As Newbigin points out in Foolishness to the Greeks, the Gospel is never without a cultural context. We cannot speak of “the Gospel” in abstract. Because all of life is embedded in culture and because our culture shapes the way we see and understand the world, we can only speak of the Gospel as it is articulated within different cultures or languages. Thus in a neighborhood like Squirrel Hill, the Gospel is manifest in different ways in each of the different cultures where a Christian community exists: there’s the white-middle-class-academic-Gospel, the Russian-immigrant-Gospel, the messianic-Jewish-Gospel, the Korean-American-Gospel, the African-American-Gospel, and so on. This is good, because for the message of Jesus to be understood, it must be fully translated into and articulated within each cultural context.
We’re still missing something, though, because once the Gospel becomes embedded in our own culture, we end up with a Jesus who may look too much like ourselves. While contextualization is necessary for communication, we risk misunderstanding the Gospel, or ending up with a truncated understanding of it (such as the reductionistic message often preached by white evangelical American churches). But if the Gospel is incarnate in every one of these different cultures, then each culture can proclaim the Gospel to each other culture in a way that enriches and strengthens each culture. To quote Newbigin: “Each side, perceiving Christ through the spectacle of one culture, can help the other to see how much the vision has been blurred or distorted” (Foolishness to the Greeks; Eerdmans 1986 p. 9).

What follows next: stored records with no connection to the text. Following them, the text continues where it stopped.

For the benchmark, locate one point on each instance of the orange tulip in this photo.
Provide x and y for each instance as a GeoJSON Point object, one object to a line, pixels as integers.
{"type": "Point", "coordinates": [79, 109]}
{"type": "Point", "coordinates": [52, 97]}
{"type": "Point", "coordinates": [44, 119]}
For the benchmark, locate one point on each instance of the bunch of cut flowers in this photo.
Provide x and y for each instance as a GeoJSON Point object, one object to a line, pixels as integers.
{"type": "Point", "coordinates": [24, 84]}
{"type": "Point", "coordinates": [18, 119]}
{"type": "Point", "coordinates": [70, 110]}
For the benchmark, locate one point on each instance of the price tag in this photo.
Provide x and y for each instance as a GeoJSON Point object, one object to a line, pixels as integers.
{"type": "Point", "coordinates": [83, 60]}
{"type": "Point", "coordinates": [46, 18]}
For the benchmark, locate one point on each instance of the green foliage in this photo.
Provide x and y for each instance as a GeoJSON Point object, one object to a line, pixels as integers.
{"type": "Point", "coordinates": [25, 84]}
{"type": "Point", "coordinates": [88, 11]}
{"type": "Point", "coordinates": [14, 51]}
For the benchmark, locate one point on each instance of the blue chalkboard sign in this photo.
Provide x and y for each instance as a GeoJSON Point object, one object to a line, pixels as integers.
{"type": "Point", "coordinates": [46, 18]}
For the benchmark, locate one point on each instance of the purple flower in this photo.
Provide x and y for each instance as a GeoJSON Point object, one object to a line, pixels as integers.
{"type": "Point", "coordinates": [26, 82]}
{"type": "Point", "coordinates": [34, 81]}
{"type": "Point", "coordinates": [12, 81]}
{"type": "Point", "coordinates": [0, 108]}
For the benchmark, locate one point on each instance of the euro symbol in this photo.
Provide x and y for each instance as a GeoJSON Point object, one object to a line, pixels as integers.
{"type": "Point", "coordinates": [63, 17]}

This means that we need each other to sharpen and correct each other’s understandings of the Gospel. Our understanding, and thus our proclamation, of the Gospel is partial, broken, fragmentary, and in need of exposure to the Gospel incarnate in every other culture for healing and correction of the very message we preach.
I think this perspective is important to have for two reasons as we strive toward becoming a multi-ethnic church. First, it places the focus on Jesus rather than on ourselves or on cultural differences which could otherwise be objectified and stereotyped. We seek this because we seek Jesus – not because we seek to justify ourselves, or be do-gooders, or rectify our white-guilt. We seek the Risen Christ at work among all peoples of this earth so that the Risen Christ would be glorified. Second, it requires humility. True reconciliation between cultures can’t be forced. It won’t come out of arrogance or pushiness, but postures of confession, contrition, and honest humility may open us up to reconciliation. To seek to understand the Gospel more fully through encountering it in another culture requires teach-ability – a willingness to not be the expert, to be humble, to place oneself in a posture of confessing our need for understanding.